American Century, which began offering CITs in 2009,
launched the new target-date CIT in order to meet client demand, Luchinsky
says, adding that the One Choice Portfolios are the most popular investment
product among his firm’s DC plan clients.
“Clients asked us to create a CIT using our target-date
strategy,” he says. “This is the result.”

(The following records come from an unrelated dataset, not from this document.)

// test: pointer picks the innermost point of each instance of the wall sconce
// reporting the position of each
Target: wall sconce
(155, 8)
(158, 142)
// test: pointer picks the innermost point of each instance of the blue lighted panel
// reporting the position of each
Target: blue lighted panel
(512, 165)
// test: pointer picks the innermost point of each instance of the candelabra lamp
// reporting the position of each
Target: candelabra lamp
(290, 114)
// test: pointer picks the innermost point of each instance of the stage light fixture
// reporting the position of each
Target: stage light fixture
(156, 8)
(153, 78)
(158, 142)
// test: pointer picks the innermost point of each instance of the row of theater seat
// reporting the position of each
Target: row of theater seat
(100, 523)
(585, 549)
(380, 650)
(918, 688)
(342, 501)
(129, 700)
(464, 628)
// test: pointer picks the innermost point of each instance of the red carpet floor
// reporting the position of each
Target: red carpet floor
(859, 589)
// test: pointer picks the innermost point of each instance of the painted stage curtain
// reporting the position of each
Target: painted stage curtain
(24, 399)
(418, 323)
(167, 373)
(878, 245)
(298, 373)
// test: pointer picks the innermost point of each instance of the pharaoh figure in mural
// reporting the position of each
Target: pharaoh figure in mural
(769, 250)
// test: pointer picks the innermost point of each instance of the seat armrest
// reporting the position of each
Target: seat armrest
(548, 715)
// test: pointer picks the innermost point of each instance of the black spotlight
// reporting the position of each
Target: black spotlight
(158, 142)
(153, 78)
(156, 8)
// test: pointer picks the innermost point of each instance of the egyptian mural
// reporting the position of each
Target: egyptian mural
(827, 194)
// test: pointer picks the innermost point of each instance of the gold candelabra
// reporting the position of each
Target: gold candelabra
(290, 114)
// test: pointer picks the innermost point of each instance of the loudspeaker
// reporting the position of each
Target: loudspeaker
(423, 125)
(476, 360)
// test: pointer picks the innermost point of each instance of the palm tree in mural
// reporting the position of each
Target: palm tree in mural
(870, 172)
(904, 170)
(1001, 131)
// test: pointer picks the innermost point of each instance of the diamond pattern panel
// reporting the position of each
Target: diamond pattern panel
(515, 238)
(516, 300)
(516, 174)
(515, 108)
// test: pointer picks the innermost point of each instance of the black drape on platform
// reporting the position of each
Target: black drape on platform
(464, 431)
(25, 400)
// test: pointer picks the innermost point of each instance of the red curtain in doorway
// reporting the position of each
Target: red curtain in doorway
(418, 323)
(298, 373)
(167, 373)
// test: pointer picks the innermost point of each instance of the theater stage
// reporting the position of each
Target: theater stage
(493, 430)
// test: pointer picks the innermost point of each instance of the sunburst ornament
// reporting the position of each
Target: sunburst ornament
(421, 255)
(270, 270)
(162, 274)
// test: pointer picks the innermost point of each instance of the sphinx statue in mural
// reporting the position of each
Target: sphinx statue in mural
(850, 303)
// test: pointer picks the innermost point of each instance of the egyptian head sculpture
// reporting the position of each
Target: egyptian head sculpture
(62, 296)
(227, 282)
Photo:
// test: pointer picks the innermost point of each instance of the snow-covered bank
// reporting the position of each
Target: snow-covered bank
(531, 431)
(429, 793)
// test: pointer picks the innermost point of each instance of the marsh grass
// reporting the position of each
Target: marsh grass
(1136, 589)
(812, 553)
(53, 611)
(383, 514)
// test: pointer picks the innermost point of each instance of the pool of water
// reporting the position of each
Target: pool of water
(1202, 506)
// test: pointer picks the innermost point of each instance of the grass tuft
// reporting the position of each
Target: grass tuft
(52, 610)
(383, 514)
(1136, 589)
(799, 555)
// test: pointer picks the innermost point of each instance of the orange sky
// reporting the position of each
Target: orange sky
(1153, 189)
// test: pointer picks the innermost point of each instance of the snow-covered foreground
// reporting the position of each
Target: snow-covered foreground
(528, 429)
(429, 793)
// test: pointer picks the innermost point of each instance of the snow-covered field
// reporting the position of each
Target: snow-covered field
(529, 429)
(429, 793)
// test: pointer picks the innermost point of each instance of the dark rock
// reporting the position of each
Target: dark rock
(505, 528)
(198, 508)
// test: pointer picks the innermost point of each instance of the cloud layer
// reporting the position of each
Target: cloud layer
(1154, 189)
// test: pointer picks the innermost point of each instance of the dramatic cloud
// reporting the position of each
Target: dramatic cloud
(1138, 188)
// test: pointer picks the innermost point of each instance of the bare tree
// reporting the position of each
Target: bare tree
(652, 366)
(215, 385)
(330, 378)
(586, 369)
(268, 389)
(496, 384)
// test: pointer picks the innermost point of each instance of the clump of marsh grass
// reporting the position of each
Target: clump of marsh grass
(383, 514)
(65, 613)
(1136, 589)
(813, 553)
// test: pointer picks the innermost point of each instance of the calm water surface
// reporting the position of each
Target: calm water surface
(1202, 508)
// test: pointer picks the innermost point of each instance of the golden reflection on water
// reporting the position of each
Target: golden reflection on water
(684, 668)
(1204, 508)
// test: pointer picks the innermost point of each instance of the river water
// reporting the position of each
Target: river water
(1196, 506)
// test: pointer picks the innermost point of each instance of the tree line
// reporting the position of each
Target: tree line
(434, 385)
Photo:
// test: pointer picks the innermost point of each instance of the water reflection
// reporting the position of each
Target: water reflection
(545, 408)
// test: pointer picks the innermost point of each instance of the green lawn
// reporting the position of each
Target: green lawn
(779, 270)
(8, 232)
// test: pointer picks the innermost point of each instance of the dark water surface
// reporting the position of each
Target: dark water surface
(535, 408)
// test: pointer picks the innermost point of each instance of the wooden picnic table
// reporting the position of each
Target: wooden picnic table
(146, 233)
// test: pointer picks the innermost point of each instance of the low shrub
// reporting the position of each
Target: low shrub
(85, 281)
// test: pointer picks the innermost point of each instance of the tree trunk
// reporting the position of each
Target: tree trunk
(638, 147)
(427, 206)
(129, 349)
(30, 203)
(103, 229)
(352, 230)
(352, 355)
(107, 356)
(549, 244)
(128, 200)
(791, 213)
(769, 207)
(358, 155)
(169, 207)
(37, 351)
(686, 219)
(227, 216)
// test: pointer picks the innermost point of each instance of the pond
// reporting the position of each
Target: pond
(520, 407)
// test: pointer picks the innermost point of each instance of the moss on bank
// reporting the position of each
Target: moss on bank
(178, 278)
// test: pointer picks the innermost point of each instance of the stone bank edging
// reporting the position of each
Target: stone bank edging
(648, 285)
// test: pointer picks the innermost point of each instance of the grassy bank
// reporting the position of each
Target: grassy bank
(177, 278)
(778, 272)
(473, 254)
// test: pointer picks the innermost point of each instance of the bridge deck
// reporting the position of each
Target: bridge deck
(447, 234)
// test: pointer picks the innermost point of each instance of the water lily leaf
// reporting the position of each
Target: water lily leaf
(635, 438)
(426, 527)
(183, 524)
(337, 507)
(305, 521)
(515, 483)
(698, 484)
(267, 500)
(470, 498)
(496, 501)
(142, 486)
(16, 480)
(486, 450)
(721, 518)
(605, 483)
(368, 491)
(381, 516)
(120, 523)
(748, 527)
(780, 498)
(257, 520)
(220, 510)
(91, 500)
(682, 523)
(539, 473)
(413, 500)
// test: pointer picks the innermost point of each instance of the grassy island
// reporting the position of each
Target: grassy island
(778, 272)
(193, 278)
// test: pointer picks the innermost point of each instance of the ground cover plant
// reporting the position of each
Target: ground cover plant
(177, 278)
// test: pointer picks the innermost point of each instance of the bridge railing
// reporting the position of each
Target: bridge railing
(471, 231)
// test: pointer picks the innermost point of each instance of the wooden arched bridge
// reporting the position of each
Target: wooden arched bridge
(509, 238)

“Lockton is pleased to be the first client to use the new
CIT,” says Thomas Clark, president of Lockton Investment Advisors and leader of
Lockton’s retirement services practice. “After a lengthy due diligence process,
we concluded that the investment philosophy and process of American Century’s
One Choice Portfolios, combined with the pricing advantages of the CIT, were an
excellent fit for our retirement plan.”
More
information about the CIT is available by calling American Century Investments
at 800-345-6488 or by visitinghttp://www.americancentury.com/ipro.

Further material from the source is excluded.